La sentenza, emessa a favore dei Comitati per il Mare Libero, Gratuito e Pulito, ha condannato il Comune di Napoli e l’Autorità Portuale al risarcimento delle spese processuali.
Il sistema di accesso limitato, introdotto durante la pandemia e mantenuto anche dopo la fine dell’emergenza, è stato giudicato dannoso soprattutto per i minorenni non accompagnati e per le famiglie a basso reddito. Queste ultime, in particolare, erano penalizzate dal limite di tre prenotazioni settimanali, che di fatto impediva loro di godere liberamente del mare.
I portavoce dei Comitati hanno commentato con soddisfazione la decisione del Tar, auspicando che il sindaco di Napoli rispetti la sentenza senza fare ricorso. “La stagione balneare è finita e la prossima sta per iniziare – si legge in una nota – speriamo che il sindaco dimostri di dare seguito alle decisioni della magistratura”.
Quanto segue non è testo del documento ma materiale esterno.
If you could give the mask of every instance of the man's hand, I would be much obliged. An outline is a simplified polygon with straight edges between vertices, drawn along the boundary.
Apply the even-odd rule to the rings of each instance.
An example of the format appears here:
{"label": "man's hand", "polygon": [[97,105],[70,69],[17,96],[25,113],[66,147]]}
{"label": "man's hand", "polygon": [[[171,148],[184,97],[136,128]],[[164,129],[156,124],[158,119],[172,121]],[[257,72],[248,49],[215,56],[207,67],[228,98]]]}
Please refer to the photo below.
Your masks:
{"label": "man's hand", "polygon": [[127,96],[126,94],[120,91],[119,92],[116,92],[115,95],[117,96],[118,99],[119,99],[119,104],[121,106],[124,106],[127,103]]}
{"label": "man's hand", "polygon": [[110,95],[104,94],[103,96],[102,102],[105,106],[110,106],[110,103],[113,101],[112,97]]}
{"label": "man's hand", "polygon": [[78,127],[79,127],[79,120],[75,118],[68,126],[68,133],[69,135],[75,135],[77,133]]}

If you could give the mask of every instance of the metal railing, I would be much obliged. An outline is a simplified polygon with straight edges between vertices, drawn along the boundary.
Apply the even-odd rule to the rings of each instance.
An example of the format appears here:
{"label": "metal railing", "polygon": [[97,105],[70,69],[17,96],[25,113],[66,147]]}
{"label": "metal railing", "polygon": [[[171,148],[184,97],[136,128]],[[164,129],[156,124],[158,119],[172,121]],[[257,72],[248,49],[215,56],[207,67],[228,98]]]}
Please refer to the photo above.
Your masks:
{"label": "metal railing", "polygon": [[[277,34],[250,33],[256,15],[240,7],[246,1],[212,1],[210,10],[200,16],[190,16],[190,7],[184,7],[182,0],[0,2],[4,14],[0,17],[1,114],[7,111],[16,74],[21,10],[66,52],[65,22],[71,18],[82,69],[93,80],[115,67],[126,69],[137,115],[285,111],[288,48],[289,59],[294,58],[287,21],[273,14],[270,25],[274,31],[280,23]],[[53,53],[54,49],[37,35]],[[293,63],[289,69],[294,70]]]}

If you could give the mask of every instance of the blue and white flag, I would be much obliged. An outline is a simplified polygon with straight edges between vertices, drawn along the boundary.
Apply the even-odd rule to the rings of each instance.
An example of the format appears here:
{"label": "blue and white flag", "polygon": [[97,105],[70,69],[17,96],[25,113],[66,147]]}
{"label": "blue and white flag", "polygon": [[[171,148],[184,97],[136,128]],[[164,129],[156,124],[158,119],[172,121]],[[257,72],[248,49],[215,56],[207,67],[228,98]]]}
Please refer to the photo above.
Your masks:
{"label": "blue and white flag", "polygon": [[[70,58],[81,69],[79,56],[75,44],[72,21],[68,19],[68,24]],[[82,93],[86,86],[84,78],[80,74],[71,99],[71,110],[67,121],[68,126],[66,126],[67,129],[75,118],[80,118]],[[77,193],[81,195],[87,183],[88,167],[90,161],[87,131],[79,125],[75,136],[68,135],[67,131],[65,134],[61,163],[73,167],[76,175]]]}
I Comitati hanno anche criticato la pratica delle “spiagge libere su prenotazione”, definendola un ossimoro, e hanno annunciato che continueranno a battersi per garantire l’accesso libero e gratuito al mare. Tra gli obiettivi, contrastare le proroghe illegittime delle concessioni balneari e aprire gli accessi alla costa pubblica, attualmente chiusi o privatizzati.
Appuntamento il 29 e 30 marzo a Napoli, dove i Comitati ospiteranno la conferenza nazionale di Mare Libero, per discutere le prossime iniziative a difesa del diritto al mare per tutti.